Ask them to send you their catalog.

Gerry


----------



## mmwood_1 (Oct 24, 2007)

Spartan_Caver said:


> Can we start a list of where to find on-line hardware companies? I am looking for the unique, unusual, unavailable at Hombre Depot, or Ace, type hardware for chest, and cabinets and small boxes. The local hardware stores have a very limited supply, and fewer catalogs of the really great quality hinges, clasp, closures, handles, corner guards, and such. So any thoughts, leads, links, or smoke signals would be appericated.


Brusso Hardware makes excellent quality items such as you're looking for, all in solid brass or stainless steel. http://www.brusso.com
Yes, they're spendy, but if it's quality you want, you'll be hard pressed to beat them. I've used their knife hinges, cabinet hinges, and shelf pins. They are beautiful pieces of hardware.


----------



## tino86 (Dec 20, 2008)

http://www.mcmaster.com


----------



## bradnailer (Nov 11, 2008)

Restoration Hardware.


----------



## Kudzupatch (Dec 23, 2008)

Gerry KIERNAN said:


> www.leevalleytools.com
> 
> Ask them to send you their catalog.
> 
> Gerry



They have a Hardware Catalog, ask for that one! Pretty good selection.


----------



## steve mackay (Oct 5, 2008)

Only one source for good look'n, VERY resonably priced and quality hardware . . . Lee Valley Tools. They have a BIG-BIG catalogue of only hardware. And they're service is second to NOBODY !

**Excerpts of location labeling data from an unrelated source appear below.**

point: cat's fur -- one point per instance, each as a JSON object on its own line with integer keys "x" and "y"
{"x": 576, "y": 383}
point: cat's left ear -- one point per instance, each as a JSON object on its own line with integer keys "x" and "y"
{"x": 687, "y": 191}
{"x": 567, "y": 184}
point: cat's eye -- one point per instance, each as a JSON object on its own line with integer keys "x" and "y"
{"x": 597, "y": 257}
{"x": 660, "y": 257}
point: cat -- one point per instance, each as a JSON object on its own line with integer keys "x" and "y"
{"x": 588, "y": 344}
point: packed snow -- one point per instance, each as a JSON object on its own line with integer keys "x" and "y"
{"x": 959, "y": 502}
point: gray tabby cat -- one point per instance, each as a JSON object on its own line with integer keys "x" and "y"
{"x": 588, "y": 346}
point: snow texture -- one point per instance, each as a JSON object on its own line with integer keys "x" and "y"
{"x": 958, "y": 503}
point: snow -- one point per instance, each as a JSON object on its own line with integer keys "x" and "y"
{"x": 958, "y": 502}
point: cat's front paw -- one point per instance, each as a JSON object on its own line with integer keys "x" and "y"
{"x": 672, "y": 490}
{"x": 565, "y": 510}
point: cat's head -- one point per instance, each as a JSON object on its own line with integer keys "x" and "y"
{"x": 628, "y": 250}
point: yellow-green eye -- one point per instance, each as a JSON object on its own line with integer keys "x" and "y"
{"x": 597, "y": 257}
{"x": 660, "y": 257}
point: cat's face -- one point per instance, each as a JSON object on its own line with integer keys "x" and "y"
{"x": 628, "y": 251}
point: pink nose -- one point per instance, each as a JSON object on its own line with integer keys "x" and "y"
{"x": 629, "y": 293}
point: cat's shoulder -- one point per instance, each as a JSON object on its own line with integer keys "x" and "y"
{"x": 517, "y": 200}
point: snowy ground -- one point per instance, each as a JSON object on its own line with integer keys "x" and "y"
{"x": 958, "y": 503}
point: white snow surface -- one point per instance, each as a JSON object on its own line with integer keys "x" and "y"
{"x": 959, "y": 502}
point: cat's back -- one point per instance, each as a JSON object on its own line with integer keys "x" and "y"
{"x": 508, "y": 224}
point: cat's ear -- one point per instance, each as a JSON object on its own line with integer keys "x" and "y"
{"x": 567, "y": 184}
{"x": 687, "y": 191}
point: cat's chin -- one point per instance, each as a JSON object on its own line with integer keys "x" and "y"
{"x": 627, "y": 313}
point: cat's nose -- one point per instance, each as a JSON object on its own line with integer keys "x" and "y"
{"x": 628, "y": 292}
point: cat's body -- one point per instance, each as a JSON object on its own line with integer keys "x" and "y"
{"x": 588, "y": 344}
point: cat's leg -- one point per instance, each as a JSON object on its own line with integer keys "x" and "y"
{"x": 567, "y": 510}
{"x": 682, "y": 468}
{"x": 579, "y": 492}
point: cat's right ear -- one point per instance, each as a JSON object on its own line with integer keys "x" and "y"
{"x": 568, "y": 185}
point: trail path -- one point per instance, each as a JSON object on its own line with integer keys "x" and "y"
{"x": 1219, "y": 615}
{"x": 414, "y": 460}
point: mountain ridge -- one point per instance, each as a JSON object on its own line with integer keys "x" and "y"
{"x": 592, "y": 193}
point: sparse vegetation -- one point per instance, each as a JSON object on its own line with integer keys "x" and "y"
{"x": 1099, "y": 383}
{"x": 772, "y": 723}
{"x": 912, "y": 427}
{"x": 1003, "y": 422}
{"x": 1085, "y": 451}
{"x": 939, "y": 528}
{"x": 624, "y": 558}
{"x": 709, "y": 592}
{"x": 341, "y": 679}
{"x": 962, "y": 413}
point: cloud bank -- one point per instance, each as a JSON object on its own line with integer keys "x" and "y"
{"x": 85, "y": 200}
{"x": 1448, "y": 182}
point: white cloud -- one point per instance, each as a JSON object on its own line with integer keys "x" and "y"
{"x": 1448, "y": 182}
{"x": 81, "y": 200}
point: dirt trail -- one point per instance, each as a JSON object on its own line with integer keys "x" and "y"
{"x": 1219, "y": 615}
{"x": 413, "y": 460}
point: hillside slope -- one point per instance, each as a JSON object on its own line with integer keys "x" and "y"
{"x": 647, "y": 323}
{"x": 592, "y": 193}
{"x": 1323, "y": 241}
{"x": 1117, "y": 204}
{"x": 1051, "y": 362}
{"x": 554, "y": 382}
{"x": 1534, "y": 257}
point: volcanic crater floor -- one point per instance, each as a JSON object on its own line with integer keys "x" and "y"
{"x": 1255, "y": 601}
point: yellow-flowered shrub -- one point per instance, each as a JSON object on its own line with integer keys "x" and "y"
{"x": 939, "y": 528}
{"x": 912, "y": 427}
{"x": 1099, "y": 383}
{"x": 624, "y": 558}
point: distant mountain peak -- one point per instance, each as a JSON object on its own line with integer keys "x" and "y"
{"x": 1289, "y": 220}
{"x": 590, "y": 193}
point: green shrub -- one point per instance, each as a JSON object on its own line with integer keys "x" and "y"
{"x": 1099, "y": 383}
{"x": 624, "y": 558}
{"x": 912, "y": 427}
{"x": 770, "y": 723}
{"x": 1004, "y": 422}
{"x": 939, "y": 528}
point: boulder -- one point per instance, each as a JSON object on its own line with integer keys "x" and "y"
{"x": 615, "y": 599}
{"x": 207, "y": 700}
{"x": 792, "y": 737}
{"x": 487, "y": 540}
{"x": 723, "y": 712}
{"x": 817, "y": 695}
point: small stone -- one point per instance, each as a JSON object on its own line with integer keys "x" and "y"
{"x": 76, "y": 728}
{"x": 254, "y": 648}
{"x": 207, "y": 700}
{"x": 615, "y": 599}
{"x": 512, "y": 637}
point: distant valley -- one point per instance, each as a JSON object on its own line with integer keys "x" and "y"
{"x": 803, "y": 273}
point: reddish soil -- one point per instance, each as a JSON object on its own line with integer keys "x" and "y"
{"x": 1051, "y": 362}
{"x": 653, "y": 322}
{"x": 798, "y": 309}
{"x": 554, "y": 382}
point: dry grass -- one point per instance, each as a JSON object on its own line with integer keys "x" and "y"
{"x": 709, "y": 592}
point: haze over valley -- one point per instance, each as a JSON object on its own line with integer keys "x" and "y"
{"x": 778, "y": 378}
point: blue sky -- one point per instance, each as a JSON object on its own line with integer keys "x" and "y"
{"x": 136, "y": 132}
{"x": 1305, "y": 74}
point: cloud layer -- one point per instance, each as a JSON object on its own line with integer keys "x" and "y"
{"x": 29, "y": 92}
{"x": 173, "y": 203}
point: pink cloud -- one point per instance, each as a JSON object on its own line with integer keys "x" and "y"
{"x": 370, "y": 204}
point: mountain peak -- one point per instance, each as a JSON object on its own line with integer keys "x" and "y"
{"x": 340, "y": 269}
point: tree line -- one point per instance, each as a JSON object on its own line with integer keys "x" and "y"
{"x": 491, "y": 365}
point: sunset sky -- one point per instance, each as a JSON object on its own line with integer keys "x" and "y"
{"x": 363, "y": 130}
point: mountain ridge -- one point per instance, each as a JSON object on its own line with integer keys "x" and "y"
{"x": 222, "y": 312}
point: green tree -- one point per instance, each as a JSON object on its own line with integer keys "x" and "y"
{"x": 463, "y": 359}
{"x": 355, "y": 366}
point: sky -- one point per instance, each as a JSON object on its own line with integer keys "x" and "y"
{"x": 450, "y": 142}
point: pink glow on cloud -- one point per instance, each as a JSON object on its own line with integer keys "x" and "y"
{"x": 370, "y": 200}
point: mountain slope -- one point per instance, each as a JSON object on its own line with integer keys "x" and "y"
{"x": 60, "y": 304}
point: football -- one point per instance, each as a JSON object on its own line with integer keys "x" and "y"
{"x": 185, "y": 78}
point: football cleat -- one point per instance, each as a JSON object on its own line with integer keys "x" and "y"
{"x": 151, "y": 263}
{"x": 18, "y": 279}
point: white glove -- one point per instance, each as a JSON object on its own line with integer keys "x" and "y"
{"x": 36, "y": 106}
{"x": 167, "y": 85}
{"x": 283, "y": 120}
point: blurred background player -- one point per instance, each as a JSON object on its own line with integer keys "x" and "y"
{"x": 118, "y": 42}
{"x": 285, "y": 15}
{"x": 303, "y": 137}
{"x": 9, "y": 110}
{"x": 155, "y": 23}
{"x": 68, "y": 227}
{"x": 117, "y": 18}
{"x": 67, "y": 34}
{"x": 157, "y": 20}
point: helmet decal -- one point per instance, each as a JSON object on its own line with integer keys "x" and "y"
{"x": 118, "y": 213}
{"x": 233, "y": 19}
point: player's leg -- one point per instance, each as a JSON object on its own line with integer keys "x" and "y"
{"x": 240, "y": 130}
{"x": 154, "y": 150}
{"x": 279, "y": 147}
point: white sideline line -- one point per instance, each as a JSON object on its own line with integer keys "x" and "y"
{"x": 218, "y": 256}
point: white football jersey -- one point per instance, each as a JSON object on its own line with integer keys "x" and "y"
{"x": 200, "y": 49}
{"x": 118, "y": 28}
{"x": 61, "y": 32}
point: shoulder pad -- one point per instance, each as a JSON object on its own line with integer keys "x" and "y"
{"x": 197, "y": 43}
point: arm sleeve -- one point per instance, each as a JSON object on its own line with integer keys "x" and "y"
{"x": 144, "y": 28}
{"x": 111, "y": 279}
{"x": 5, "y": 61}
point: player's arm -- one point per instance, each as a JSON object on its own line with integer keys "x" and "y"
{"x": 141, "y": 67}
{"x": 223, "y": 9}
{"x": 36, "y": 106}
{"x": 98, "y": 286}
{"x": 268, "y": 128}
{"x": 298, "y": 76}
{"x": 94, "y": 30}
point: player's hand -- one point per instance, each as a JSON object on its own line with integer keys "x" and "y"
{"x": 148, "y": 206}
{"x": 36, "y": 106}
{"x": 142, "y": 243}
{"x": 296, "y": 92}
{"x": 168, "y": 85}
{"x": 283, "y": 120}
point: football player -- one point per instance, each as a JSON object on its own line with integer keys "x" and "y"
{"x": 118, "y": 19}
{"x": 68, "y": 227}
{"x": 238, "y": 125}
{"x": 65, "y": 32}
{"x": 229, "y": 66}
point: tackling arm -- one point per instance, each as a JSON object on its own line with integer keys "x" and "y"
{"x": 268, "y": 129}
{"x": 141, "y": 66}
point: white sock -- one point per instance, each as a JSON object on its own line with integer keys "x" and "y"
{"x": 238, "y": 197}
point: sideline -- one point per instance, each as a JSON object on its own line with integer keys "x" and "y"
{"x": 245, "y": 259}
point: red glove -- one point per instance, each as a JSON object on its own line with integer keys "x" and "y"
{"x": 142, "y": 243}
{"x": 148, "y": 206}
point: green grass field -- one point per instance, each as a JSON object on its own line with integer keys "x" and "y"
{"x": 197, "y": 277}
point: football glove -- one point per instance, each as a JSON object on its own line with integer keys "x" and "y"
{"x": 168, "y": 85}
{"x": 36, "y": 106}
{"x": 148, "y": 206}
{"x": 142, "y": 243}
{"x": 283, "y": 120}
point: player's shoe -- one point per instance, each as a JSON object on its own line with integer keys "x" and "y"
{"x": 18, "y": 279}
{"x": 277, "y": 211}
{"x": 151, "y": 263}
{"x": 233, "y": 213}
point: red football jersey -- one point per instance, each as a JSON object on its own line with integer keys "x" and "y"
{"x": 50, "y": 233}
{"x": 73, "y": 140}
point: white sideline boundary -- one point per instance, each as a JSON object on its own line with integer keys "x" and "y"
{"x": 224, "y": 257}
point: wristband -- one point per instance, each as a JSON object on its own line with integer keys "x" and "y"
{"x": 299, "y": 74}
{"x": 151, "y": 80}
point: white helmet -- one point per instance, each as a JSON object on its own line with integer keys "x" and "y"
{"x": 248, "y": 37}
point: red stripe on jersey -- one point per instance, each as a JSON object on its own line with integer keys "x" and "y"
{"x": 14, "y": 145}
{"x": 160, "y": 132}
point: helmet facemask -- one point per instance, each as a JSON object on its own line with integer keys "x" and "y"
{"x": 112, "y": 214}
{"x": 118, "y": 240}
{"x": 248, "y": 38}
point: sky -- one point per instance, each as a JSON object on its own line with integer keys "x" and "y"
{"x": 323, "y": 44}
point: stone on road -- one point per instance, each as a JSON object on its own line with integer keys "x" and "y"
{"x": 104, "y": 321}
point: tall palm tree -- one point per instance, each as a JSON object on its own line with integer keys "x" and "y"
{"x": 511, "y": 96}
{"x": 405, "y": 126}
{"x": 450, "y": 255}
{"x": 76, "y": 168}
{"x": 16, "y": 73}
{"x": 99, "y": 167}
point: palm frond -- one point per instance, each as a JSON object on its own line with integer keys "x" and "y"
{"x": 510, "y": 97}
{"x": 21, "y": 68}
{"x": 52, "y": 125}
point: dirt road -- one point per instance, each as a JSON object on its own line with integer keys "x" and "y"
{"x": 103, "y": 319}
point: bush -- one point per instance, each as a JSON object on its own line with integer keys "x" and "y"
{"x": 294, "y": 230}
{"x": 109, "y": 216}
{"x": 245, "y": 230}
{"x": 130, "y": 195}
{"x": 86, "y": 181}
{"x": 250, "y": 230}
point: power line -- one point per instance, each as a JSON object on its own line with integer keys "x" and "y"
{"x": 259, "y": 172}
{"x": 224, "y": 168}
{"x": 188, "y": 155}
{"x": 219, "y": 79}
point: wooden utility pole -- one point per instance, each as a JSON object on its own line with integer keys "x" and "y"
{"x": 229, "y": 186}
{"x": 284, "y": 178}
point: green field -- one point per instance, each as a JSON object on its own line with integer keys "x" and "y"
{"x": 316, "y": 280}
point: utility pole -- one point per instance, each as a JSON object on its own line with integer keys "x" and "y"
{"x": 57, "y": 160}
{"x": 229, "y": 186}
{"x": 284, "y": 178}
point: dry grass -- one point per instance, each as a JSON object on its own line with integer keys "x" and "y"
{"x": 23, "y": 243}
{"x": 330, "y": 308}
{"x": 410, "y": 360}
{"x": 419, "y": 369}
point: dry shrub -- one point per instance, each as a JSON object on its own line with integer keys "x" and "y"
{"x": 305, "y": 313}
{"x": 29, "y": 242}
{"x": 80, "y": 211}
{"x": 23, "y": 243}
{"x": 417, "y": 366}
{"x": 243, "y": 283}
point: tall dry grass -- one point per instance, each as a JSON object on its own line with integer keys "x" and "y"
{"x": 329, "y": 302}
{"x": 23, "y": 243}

OH ! . . . they got some tools also ! :yes:


----------



## mmtools (Aug 21, 2008)

I agree... Lee Valley is probably the best online source


----------



## clarionflyer (Apr 27, 2008)

This is a pretty good source.

http://www.mcfeelys.com/


----------



## vicnb (Nov 25, 2008)

http://wwhardware.com/


----------



## losttool (Dec 6, 2008)

*wade garrett*

Try wadegarrett.com


----------